# Mini Alexa (2020) Made in UK or China?



## AngelYuki

Hi,

For those who bought the new Mini Alexa, can you confirm the made in location? 
The new Alexa is marketed as made in their carbon neutral UK factories with sustainably sourced leathers.
I noticed the other sizes say it's made in UK, but the mini doesn't list the made in location.

Thanks in advance!


----------



## iwantahermes

It's made in China


----------



## FIFISCORPIOLADY

My mini is made in China


----------



## Katinahat

FIFISCORPIOLADY said:


> My mini is made in China


Yes, mine too. But I don’t see any quality issues compared to my UK mulberry bags.


----------



## Jaime

Glad I found this I hadn't even thought about it. Was about to pull the trigger on a mini I had an old regular alexa and os but sold long ago I'd love a mini or regular again but not going to pay more for ones made on the cheap in China. The regular I paid less than half the price now of a mini for and it was made in UK fab quality. 
Such a shame.


----------



## MiniMabel

Jaime said:


> Glad I found this I hadn't even thought about it. Was about to pull the trigger on a mini I had an old regular alexa and os but sold long ago I'd love a mini or regular again but not going to pay more for ones made on the cheap in China. The regular I paid less than half the price now of a mini for and it was made in UK fab quality.
> Such a shame.




You can always ask the seller to check the "Made In" label.

As Katinahat says, there is no difference in quality.  My understanding is that final quality control is done in the UK.

Most companies outsource to China, it's nothing new or unusual nowadays.


----------



## Ineedanewhandbag

Mine are both made in China


----------



## Jaime

MiniMabel said:


> You can always ask the seller to check the "Made In" label.
> 
> As Katinahat says, there is no difference in quality.  My understanding is that final quality control is done in the UK.
> 
> Most companies outsource to China, it's nothing new or unusual nowadays.


I was going to buy from a store but it says made in UK on the details. So I went to mulberry website and asked where they're made over live chat and they said all made in China.
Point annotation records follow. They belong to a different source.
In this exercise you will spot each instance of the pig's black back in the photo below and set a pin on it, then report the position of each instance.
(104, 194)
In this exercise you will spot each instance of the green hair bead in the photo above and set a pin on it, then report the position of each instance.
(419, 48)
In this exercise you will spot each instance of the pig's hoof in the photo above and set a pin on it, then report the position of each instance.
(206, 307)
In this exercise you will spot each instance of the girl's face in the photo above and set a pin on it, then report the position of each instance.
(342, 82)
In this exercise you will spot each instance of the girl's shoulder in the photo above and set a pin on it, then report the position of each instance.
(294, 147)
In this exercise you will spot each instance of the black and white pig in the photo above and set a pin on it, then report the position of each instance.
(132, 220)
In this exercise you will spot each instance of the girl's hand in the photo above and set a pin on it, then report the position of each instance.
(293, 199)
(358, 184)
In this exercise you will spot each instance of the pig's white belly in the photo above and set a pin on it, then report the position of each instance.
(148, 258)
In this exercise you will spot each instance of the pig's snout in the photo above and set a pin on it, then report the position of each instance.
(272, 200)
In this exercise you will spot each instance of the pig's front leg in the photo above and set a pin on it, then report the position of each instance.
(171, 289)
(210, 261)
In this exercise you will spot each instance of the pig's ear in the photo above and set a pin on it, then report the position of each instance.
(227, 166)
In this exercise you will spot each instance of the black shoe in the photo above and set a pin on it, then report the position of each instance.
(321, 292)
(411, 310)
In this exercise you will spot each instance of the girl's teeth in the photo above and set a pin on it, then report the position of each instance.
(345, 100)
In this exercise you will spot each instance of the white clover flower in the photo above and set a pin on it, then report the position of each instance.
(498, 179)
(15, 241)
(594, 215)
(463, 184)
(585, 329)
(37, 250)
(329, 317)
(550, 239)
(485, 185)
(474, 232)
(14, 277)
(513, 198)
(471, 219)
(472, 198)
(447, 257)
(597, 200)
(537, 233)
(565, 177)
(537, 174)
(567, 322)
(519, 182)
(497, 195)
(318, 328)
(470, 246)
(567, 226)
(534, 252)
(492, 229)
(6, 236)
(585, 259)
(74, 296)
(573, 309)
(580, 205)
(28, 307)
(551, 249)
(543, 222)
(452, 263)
Yes most companies do outsource to China but it's to cut costs while they charge more for the end product. I just have a thing about luxury brands that were known for quality made in their country of origin to then go the cheaper route. Really regret letting go of my original Alexas.

I was keen on the meadow green because I thought it looked like a nice yellow but then saw the name and realised it probably does have a lime tinge to it so will pass anyway. Maybe I'll get one super cheap which I'd do but not paying the retail.


----------